Tras concluir la lectura del artículo, revisé con incredulidad el periódico. Quería asegurarme de que efectivamente había comprado la edición de la tarde. Tal vez el kiosquero me había entregado por error la de la mañana, pero pronto descubrí que quien estaba equivocada era yo… aquel rotativo acababa de distribuirse y era imposible que Noel lo hubiera leído antes de entrar a mi consulta. Más tarde supe que en los principales periódicos de la mañana tampoco se había publicado información alguna sobre el asunto.

Nerviosa, rebusqué en mi cuaderno las notas sobre el caso y todos los pormenores que Noel Villalta me había proporcionado sobre su sueño y, en especial aquellos detalles que soñó, pero que —según me refirió—, no habían sido publicados. Mientras daba con ellos me maldije por no haberle prestado mayor atención. Estaba tan convencida de que lo que me había relatado tenía una explicación lógica que no presté interés alguno a lo que en ese momento consideré insignificante. Por suerte, tenía la buena costumbre de anotar casi todo, hasta minucias como la ropa que llevaban mis pacientes o si habían cambiado la montura de las gafas.

Sin embargo, durante algunos segundos me sentí desorientada. ¿Lo que había leído en la prensa se correspondía con lo que Noel me había confiado durante la consulta o era mi imaginación la que había adaptado la historia hasta hacerla coincidir?

Las notas no mentían. En ellas estaba la verdad. Y lo cierto era que casi prefería no saberla, porque aquel hallazgo venía a desmembrar la columna vertebral de su caso y de mis creencias. Noel no había mentido, ni siquiera fabulado al hablar de Madame Ivy. Había descrito varios detalles triviales, pero lo suficientemente precisos como para tomar en serio su testimonio. Y, para colmo, todo eso contradecía su perfil grafopsicológico.
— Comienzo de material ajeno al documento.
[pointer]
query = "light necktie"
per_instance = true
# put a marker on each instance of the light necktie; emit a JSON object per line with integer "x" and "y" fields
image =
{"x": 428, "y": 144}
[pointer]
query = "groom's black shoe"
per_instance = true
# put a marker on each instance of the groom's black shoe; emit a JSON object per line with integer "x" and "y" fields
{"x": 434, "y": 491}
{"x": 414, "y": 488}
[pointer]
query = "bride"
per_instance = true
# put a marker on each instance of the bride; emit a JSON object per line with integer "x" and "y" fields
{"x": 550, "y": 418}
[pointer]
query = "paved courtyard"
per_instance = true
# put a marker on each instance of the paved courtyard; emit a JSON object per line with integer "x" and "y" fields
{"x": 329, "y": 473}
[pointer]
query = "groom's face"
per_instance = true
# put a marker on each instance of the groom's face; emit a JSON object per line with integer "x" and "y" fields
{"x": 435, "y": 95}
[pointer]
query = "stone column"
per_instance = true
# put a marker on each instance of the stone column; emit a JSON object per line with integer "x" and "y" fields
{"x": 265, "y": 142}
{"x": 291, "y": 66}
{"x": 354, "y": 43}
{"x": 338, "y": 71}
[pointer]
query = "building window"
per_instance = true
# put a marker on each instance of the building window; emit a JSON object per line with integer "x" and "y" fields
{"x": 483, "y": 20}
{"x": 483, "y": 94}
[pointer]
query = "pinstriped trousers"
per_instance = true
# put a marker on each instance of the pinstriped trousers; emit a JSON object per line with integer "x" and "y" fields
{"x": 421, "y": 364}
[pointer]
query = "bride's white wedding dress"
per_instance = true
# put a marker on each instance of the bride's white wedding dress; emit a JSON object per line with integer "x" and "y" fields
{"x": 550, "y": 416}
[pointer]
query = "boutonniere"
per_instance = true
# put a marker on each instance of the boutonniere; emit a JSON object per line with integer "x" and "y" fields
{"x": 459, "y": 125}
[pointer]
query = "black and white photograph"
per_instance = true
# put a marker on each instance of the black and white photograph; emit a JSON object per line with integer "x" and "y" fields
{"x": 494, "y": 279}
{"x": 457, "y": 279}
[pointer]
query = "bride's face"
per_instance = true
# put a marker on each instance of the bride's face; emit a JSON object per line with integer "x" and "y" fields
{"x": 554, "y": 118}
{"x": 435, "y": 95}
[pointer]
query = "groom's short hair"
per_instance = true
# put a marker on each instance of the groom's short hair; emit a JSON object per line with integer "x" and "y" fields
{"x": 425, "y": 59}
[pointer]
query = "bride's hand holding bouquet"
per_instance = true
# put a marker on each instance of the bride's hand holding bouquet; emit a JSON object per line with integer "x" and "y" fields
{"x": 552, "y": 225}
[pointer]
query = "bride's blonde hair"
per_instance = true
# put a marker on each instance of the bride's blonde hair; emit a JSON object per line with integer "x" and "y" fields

El primero de los datos era el del arma homicida. Noel había explicado que el asesino había utilizado un pañuelo de seda y, según la policía, el criminal había empleado un fular o un pañuelo. «Bueno —me dije—, quizá había sido lo primero y no lo segundo». Pero también estaba el asunto de los guantes. Noel había referido, y así lo había apuntado, que el asesino llevaba esa prenda en el momento del crimen. Asimismo, mi paciente había especificado que aquel hombre había llamado al timbre. Y la policía pensaba lo mismo. Eso o que quizá había usado una llave, porque la cerradura no estaba forzada. Y luego estaba aquel detalle sobre los ojos de la víctima, por no mencionar el del símbolo en la frente.

Los sueños premonitorios no existen.

Eso, al menos, era lo que me habían enseñado y lo que había ido comprobando a lo largo de mi carrera profesional. Tampoco es que ésta fuera demasiado dilatada, pero jamás me había topado con un solo caso que pudiera revestir algún aspecto de supuesta paranormalidad.

Hasta ahora.

El caso de Noel venía a refutar mis estudios, creencias y mi propia experiencia, porque o bien Noel barajaba fuentes policiales, cosa que dudaba, o había estado allí —¿en sueños?— para ver lo que ocurría en el interior de la casa de aquella infortunada mujer.